Sempre tive desejo de trabalhar com audiovisual, mas a agenda da música nunca deixou. No início de 2023, eu e minha equipe nos reunimos e comecei a me preparar com profissionais e tudo que a gente tinha de aparato para viver esse momento. Começamos com Justiça 2, da Manuela Dias e do Gustavo Fernandez. O segundo trabalho foi Cinco Tipos de Medo, de Bruno Bini. E em seguida trabalhamos no Maníaco do Parque, do Mauricio Eça, em São Paulo. Curiosamente, nosso último projeto, Renascer, foi o primeiro a sair. Está sendo incrível, porque é uma novela emblemática.

Trabalhar no cinema e na televisão é um sonho de longa data?

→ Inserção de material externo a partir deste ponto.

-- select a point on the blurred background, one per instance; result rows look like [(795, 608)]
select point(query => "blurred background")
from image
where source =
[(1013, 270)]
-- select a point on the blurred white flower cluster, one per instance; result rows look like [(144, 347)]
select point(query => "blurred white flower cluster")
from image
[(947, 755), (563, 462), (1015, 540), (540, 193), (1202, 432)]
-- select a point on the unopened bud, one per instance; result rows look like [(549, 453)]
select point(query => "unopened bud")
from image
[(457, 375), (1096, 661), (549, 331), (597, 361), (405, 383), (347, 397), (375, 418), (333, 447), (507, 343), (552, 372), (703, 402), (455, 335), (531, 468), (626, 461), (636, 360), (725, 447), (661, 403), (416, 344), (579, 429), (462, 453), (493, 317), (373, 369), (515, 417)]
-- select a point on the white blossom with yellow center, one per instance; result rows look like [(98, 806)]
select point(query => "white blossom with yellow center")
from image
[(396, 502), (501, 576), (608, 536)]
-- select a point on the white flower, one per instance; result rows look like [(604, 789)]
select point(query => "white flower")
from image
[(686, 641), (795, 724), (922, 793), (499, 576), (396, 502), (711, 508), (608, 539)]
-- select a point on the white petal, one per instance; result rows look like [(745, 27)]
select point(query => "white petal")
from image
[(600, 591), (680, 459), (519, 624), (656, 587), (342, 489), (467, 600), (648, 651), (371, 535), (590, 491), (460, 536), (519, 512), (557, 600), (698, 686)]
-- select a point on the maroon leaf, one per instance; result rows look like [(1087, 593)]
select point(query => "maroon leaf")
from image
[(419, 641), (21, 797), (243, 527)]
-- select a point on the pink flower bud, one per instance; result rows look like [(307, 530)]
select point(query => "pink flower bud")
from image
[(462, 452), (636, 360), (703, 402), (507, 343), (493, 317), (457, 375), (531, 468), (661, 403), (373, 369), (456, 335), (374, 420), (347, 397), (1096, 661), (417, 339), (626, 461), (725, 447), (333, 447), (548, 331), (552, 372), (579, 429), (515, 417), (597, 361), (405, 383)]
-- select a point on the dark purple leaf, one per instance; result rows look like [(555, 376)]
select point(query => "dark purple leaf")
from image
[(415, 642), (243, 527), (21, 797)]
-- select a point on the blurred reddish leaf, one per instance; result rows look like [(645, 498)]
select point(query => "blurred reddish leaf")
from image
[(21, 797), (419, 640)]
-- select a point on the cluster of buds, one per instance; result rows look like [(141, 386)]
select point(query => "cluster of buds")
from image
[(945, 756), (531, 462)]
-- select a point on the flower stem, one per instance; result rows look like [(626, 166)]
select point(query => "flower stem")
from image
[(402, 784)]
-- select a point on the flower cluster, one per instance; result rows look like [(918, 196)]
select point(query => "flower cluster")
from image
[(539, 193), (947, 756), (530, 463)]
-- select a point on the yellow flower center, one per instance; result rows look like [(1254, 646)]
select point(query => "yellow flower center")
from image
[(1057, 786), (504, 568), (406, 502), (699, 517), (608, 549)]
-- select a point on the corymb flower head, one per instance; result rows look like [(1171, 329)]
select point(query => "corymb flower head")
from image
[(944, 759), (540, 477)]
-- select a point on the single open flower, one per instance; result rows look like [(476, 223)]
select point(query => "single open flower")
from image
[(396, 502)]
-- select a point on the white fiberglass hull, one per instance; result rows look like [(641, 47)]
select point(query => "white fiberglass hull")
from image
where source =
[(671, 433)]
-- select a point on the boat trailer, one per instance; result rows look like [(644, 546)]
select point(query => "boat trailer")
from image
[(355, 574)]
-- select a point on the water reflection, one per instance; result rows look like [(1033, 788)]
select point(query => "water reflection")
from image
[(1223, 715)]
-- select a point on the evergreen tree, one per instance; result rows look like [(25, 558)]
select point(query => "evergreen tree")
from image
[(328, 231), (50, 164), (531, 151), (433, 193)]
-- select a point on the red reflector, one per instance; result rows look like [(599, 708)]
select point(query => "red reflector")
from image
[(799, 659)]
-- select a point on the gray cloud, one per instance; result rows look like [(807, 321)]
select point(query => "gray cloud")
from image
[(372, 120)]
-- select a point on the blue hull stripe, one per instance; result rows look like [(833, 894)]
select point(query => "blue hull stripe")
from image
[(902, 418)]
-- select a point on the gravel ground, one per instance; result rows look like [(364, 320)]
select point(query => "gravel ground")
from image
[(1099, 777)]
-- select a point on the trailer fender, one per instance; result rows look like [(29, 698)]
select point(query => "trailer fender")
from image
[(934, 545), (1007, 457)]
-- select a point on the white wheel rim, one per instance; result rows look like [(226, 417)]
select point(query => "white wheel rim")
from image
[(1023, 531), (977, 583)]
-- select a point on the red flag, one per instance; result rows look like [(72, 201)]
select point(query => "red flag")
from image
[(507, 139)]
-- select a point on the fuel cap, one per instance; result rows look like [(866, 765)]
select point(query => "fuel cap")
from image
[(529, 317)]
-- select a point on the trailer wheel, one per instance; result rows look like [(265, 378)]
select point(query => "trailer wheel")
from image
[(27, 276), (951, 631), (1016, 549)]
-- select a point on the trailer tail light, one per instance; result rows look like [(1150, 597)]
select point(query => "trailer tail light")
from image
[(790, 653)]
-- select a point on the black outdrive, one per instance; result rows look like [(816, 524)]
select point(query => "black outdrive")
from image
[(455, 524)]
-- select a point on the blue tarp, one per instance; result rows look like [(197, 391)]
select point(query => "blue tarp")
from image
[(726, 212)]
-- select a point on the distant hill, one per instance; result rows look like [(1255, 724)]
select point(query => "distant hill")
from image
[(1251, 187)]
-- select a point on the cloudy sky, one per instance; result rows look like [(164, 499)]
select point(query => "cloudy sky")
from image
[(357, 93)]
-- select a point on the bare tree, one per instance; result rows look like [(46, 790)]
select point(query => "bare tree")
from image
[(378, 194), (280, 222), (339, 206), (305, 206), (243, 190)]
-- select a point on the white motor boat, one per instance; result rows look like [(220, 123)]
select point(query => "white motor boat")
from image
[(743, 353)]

Sim, todos os meus projetos musicais flertaram com o cinema. O primeiro disco que eu fiz se chama Bastardos Inglórios, com o Cartel MCs. Depois fiz O Iluminado, em que as faixas levam nomes de filmes, e, nos clipes, a gente procurava imitar a câmera, a lente, os planos. Sempre houve esse flerte, eu só estava esperando a música dar uma brechinha para conseguir fazer as duas coisas dançarem juntas.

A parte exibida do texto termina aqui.